Most of the ideas I've been exposed to about what the future would be like were dreamt up at or after this point in history, when it was more clear what possible paths technology could take (e.g. hovercrafts, computation, time machines, etc). What might someone during, say, the Renaissance have thought would be futuristic, when Europe was becoming a bit more secular but technology was young? Are there any records of how people imagined things could change?
Leonardo Davinci's work and imagination is a good example of renaissance era contributions to what the future might have looked like. Illustrations of armored tank-like vehicles, flying machines, horseless carriages, etc. Have all appeared in some form or another in his illustrations. As it happens, much of his ideas actually made it to reality near the beginning of the 20th century with electric vehicles and actual heavier-than-air flying machines.
In Gulliver's Travels (1726) by Johnathan Swift, the main character is shown a complicated machine which contains all the words the operators' language and prints random combinations out endlessly. Students write down any sentences that are produced from this, believing this to be the most efficient way to learn "the arts and sciences". The machine is encountered during Gulliver's visit to the "Academy of Legado" a satirical take on 18th century scientific societies. The chapter also describes many preposterous experiments the scientists waste government funding on (e.g. attempting to figure out how to turn feces back into food). The expense of these pointless experiments impoverish the populace while producing nothing of value.

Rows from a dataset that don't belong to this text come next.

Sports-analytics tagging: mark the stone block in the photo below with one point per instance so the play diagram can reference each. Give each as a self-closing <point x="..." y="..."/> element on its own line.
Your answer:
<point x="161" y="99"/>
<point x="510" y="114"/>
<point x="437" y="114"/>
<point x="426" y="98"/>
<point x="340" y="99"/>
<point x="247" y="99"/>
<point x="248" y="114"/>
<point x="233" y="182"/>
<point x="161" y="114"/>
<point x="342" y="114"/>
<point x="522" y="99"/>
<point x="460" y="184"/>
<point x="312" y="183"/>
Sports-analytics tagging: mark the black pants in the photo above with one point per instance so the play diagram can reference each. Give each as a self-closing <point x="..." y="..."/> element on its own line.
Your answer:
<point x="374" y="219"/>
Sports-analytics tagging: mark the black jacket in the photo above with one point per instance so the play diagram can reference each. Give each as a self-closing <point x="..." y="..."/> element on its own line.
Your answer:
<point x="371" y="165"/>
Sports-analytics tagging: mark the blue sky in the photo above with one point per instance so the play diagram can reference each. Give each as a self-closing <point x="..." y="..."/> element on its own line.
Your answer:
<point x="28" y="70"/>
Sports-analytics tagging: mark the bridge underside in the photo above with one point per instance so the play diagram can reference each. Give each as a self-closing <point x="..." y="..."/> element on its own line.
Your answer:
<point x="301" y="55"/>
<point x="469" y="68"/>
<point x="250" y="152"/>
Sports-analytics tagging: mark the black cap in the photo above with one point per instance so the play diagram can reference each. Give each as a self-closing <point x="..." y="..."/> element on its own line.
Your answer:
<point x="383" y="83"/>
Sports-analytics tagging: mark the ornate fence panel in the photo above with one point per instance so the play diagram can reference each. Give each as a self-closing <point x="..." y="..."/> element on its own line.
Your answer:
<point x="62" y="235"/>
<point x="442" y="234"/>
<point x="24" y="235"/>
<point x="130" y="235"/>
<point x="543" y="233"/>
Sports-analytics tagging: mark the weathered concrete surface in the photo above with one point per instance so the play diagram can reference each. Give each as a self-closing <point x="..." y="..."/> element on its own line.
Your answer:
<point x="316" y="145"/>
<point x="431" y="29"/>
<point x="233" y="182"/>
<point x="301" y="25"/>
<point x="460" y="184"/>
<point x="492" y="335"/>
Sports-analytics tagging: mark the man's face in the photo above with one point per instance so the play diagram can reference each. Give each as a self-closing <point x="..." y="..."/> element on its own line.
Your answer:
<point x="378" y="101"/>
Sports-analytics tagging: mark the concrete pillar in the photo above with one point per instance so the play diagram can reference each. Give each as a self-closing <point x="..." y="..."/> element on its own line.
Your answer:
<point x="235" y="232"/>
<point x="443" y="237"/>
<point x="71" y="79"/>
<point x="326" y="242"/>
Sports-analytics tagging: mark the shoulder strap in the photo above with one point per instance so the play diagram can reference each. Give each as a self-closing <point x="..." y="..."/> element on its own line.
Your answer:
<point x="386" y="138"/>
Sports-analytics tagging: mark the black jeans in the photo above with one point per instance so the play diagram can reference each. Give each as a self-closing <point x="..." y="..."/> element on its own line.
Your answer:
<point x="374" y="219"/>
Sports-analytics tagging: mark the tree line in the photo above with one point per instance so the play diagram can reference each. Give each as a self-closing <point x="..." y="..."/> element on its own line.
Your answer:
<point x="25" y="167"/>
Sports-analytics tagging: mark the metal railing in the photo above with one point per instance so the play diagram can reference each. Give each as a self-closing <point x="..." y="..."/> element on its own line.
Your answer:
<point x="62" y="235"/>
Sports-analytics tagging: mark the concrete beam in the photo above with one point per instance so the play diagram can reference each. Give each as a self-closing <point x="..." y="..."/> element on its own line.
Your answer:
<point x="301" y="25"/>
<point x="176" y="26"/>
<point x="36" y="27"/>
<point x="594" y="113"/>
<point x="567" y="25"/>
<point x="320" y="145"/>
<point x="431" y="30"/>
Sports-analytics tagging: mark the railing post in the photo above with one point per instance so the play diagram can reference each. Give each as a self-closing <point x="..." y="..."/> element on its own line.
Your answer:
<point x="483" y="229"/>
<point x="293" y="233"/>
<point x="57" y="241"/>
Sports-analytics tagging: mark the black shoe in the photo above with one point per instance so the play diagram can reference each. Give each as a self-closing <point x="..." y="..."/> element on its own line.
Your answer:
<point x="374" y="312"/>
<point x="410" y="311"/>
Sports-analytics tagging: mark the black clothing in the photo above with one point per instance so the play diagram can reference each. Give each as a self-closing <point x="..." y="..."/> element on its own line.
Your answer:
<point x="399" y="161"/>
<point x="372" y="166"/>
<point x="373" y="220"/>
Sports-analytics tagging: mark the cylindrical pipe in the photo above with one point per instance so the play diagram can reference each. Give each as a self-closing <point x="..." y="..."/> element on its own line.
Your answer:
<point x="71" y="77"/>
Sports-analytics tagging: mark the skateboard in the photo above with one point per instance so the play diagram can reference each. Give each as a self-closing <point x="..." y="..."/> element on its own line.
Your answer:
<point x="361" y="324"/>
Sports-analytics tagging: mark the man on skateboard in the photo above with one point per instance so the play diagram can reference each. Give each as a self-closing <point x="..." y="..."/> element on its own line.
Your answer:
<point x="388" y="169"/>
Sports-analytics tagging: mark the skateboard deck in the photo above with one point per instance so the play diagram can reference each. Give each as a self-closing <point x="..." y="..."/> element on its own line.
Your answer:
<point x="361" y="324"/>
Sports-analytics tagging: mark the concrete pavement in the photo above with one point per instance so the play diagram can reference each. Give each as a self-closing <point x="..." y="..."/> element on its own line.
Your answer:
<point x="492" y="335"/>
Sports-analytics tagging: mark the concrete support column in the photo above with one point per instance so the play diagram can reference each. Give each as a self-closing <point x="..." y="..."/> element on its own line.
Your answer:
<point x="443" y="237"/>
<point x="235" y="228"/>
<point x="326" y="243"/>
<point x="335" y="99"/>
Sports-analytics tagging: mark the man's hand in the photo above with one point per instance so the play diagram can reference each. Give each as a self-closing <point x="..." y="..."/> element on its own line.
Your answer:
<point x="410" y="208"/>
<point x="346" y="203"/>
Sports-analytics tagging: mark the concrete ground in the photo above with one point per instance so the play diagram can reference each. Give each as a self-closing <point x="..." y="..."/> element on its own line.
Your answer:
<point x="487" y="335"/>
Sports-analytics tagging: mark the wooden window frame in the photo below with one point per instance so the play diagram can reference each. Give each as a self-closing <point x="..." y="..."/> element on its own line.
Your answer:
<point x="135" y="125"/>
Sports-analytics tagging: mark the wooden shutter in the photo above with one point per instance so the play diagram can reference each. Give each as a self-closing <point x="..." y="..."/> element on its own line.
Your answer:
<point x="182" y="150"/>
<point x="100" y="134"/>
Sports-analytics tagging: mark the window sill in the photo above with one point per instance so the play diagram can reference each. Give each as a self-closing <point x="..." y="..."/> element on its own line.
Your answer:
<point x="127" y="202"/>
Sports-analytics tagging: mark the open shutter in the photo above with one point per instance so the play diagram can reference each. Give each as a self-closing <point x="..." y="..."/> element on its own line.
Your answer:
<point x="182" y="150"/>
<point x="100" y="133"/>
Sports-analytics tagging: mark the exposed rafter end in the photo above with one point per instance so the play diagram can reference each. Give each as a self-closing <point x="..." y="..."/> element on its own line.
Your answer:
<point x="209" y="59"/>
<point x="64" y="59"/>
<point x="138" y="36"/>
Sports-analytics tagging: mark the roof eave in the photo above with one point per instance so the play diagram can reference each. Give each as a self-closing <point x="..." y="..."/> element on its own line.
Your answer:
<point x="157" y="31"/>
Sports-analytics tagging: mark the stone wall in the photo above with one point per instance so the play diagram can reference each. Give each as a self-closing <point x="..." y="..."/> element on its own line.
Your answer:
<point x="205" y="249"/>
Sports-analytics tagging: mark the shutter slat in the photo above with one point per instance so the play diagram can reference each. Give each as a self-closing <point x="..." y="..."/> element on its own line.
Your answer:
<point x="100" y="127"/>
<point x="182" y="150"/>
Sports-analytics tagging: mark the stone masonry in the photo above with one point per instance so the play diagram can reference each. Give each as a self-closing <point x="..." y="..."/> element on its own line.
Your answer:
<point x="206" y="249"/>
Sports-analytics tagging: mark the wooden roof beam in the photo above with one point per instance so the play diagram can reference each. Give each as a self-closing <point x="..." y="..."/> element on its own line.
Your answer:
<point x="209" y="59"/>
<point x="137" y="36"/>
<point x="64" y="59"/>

Most read this as an attack on the Royal Society [of Science] of his day, a government funded group of scientists who claimed they could solve national problems with machines and (admittedly, sometimes half-baked) experiments. Government funded science was a new idea at the time and Swift didn't think it was a good idea.
Of course, it turned out that Government funded science was a pretty good idea which would produce results and not impoverish the nation. The ironic result being that the modern reader of Gulliver's Travels, reading about a complicated "teaching" machine that contains every known word, which it can combine and print may think "Woah, he just described a computer!", when Swift's intention was just to invent the most ridiculous machine he could think of.
So, not really about the future, but it is about "possible paths technology could take."
P.S. Wikipedia has a great article History of Science Fiction, with a section "Proto-science fiction in the Enlightenment and Age of Reason" that gives many other examples. (Warning: Memoirs of the Twentieth Century is a total tease, don't get your hopes up.)